We had set up the meeting in Johannesburg after she had taken exception to a series of tweets and a column in which I had criticised her infamous “black professional” tweet. To her credit, she offered to meet me to discuss the issues and I took the opportunity to pin her down for an online video.

Too late to stop
She walked in holding a bag in either hand: “Hello Verashni.” Unsure of what to do in terms of greeting her with both her hands occupied, I – bizarrely, in retrospect – went in for a hug, saying as I did: “Shall I hug you?”

“If you must,” she responded.

It was too late to stop. She stood there woodenly as I engaged in the most awkward hug of my life. The funniest part was that a large part of the interview was to be informed by recent analysis by political analyst Eusebius McKaiser that had summed up my problems with Zille’s Democratic Alliance. It was titled: “More hugs, less Zille will help the DA to grow“.

The rest of the interview was as wooden. Zille has honed a certain “TV” voice and face. She widens her eyes, glues a smile on to her face and intones, rather than answers, the questions. The problem is, it is over-controlled, rigid and does not communicate emotion well – much like the party.

McKaiser noted in his analysis: “The trick is to move voters and explain to them what skills you have that your political opponents do not have.

Political communication
“The DA obsesses about one part of that strategy – skills, facts, data – and totally neglects the other part of the political game – speaking from the heart, empathising with the disenfranchised and giving a disillusioned voter not just the promise of running water and sanitation, but also that most human of responses: a hug. Both are crucial aspects of effective political communication.”

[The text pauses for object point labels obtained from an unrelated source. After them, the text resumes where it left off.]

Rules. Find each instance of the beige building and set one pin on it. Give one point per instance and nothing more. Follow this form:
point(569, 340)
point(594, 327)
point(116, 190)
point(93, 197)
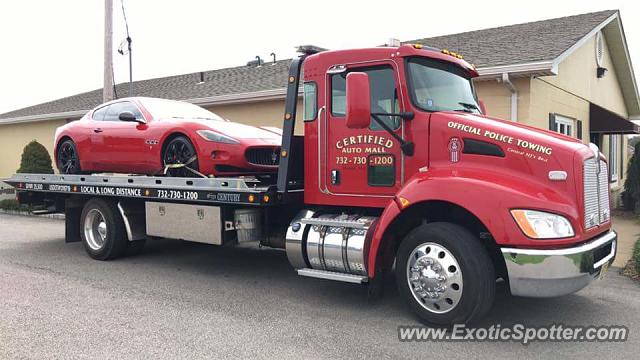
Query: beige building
point(572, 75)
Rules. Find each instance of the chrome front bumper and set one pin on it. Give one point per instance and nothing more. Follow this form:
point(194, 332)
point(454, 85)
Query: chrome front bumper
point(548, 273)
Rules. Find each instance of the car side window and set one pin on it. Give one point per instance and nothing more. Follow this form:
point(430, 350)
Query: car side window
point(98, 115)
point(115, 109)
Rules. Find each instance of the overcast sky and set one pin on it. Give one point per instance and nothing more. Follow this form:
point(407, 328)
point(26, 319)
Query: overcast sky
point(53, 49)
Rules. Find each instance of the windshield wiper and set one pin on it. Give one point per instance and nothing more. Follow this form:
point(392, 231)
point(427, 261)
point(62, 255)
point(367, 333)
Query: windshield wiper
point(406, 146)
point(469, 106)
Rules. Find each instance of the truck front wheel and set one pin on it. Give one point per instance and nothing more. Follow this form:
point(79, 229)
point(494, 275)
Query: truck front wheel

Questions that were designed to make Zille laugh elicited an overly rational and dull response. “So when are you going to let Lindiwe take over the party?” I asked, tongue in cheek. To which I received a lecture on the nomination processes of the DA. I missed the Zille I encountered several years before. She could be abrasive, but she won you over with the sheer intensity of her commitment and passion.

Perhaps her foray on to Twitter and its negative consequences has forced her into this rehearsed role. Her cutting humour can often be refreshing in person, but over 140 characters on Twitter, it proved to be hurtful too often to the young and still sensitive electorate the DA is setting its sights on. Calling people “wombats” and telling them to wake up when you find their arguments lacking may have worked face to face, with a smile to match, but all humour is lost in digital translation and, on Twitter, Zille has often come across as callous and downright mean.

After the fracas caused by Zille’s “refugee” tweet, I tweeted: “Open tweet to the DA: please wake up Zille’s comms team and tell them to do their job. Twitter must be managed like any other platform.” It seemed my wish had come true, but as another user cautioned me: “No! This [is where] we get to see who she really is.”

As I sat through her press-release-like answers, it saddened me that the party’s response to the outcry about Zille’s abrasiveness was more control and even less emotion. As McKaiser has pointed out, what the DA needs is more hugs – both literally and figuratively.